I addressed Jeremy directly now. The parlour show was over. ‘Green Boots had to be a local. It’s why you only showed the photo to our family, but kept it from everyone else, even Juliette, under the guise of preventing panic, because any local would have recognised him. All the staff are up here on the mountain for the season – they’ve been here for months. It might not be suspicious that there’s a new cop from town they hadn’t met, but they would recognise the sergeant immediately. That’s why you wanted him out of sight so quickly, locked away in the shed. And you took his coat, but you didn’t take his shoes: steel caps are a usual part of a policeman’s uniform, and the body was wearing them, but Erin stepped on your toe while chasing the truck, and it hurt, which means that you are not. You could have pretended to be anyone, really, but I think you wanted to be someone with the power to separate us. That’s also the reason you made the sergeant’s death such a public statement, so you could split Michael off. But you were nervous, too nervous, and every step you took that looked like legitimate police work – identifying the body, controlling panic – was instead to make sure your disguise held up. So, when a Cunningham asked, you showed us the photo. It looked like you were doing the right thing. You were really making sure we didn’t know the corpse’s true identity. That’s why you were nervous when we were around the body. I just thought you were squeamish.

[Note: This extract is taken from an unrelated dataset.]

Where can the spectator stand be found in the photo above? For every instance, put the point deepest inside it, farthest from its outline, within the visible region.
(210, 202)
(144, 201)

‘But what you weren’t expecting was Lucy’s reaction, for her to recognise the victim as the policeman who’d given her a speeding ticket on the way up. When she stormed out, I thought she said, “You’re the boss”. But she actually said, “It’s your boss.” She hadn’t thought to accuse you yet – she was thinking aloud – but she knew something was off. She didn’t put it together until she got up to the roof and googled the Jindabyne police department. But by then we’d filtered off to bed and you’d followed her up there, and she didn’t want to die like Michael, so she jumped.

‘You lied about how you got here so fast too. You said you’d been on the speed radar all night catching tourists, but that can’t have been true because Lucy, at some point, would have surely spat on you over the ticket she got. More police were never arriving – you told us they were caught dealing with the roads, but how do two passenger coaches get up here and one police car can’t find its way when there have been two murders? Of course, none of this twigged at first. You seemed reliable. There were three sets of footprints to the body and only one back: enough for one victim, one arriving policeman and one killer who’d left. I thought this meant the killer had called in the body themselves, before’—I used air quotes here— ‘Officer Crawford had arrived, being the third set. I was right that the killer did call it in, or at least pretended to. Because no one else discovered the body, you discovered it yourself – it was part of your act. You went up there twice. First, with the sergeant, when you tied the bag around his head, walked him up there to die, and then took his coat, and then again in the morning.’

‘He’s on camera arriving much later.’ Juliette sounded unsure of my conclusions. ‘We both saw that.’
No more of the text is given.